После школы поступил в Водный институт, стал ухаживать за девушками, ходить на танцы, там слушал оркестры. Шли 1955-56 годы, тогда в Ленинграде возрождался джаз. После войны джаз запретили, нельзя было даже произносить это слово, ведь «сегодня он играет джаз, а завтра Родину продаст»! На танцах играли хорошие профессиональные оркестры, но их репертуар строго контролировала цензура, так называемый Горлит, не разрешалось играть американские вещи и вообще всё, по их понятиям, джазовое. Вместо фокстрот , танго заставили писать в программах «быстрый танец» , «медленный танец». Но – джаз поднимался, возникли в городе пока-что нелегальные биг-бэнды Стаса Пожлакова, Валерия Милевского, потом Геннадия Гольштейна ,диксиленд Шурика Усыскина.
На закрытые вечера, где они играли – как правило в вузах – молодёжь прорывалась правдами и неправдами, бывало , что и двери ломали, лезли в окна. Прорвавшись в зал, многие даже не танцевали, просто стояли у сцены, слушали джаз. Я с компанией приятелей был таким вот любителем. Нас тогда называли стилягами, хотя какие мы стиляги – денег на «стильную» одежду не было, чтобы постричься модной тогда стрижкой «канадская полька» стояли, пропуская лекции, длиннющие очереди в парикмахерскую на Майорова. Брюки ленинградского пошива мне сестра заузила, чтобы хоть немного походили на стильные «дудочки». Стояли мы у сцены, слушали, и очень мне хотелось играть джаз самому, стать музыкантом, «лабухом». Но как научиться, с чего начать, нотную грамоту – и ту я давно позабыл. Как пишут в очерках, помог случай.

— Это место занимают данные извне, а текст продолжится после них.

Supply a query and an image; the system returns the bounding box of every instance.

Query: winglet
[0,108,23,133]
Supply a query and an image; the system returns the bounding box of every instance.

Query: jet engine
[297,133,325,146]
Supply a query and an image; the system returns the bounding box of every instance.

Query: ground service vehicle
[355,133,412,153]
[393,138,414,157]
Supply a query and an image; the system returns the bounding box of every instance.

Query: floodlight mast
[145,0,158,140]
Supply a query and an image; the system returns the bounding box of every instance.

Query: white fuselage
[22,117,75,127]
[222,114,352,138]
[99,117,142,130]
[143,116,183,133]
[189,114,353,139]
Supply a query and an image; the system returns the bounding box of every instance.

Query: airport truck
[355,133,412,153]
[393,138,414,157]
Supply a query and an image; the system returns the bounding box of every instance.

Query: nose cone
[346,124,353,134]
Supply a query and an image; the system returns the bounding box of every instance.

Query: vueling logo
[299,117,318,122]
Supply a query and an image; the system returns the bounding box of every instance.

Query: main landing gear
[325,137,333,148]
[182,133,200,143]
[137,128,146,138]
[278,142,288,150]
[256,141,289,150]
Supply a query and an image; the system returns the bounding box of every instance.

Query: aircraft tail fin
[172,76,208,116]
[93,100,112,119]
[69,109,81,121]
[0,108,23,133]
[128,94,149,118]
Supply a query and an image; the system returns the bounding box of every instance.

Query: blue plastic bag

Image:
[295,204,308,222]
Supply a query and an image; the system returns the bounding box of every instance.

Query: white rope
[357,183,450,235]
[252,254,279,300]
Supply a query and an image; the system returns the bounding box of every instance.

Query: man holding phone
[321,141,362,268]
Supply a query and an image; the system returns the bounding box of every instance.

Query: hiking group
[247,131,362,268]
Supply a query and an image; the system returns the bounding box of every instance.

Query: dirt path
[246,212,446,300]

Раз, на третьем курсе, послали всех нас проверять лёгкие, делать флюорографию. Тогда, в 1957-м,это было дело новое, единственная в городе флюорографическая станция была на Васильевском острове, почти час ехать на трамвае. Сижу в вагоне вместе со всеми и слышу разговор нескольких наших ребят – они почему-то последнее время ходили в вуз с гитарами. Организовался, оказывается, на факультете ансамбль - три гитары, баян, ф-но, ударник. Репетируют почти каждый день после занятий, готовятся играть на конкурсном вечере. Жалко, говорят, нет на факультете контрабасиста, есть профкомовский контрабас, можно было бы взять его. И тут я возьми и скажи:
- Я контрабасист!
- Как так?
- Да, учился во Дворце пионеров, ещё в младших классах, играл даже в оркестре.
Ребята обрадовались - отлично, поедем сегодня с нами, у нас репетиция. Не сообразили они – как бы я мог тогда, в младших классах, играть на такой громадине!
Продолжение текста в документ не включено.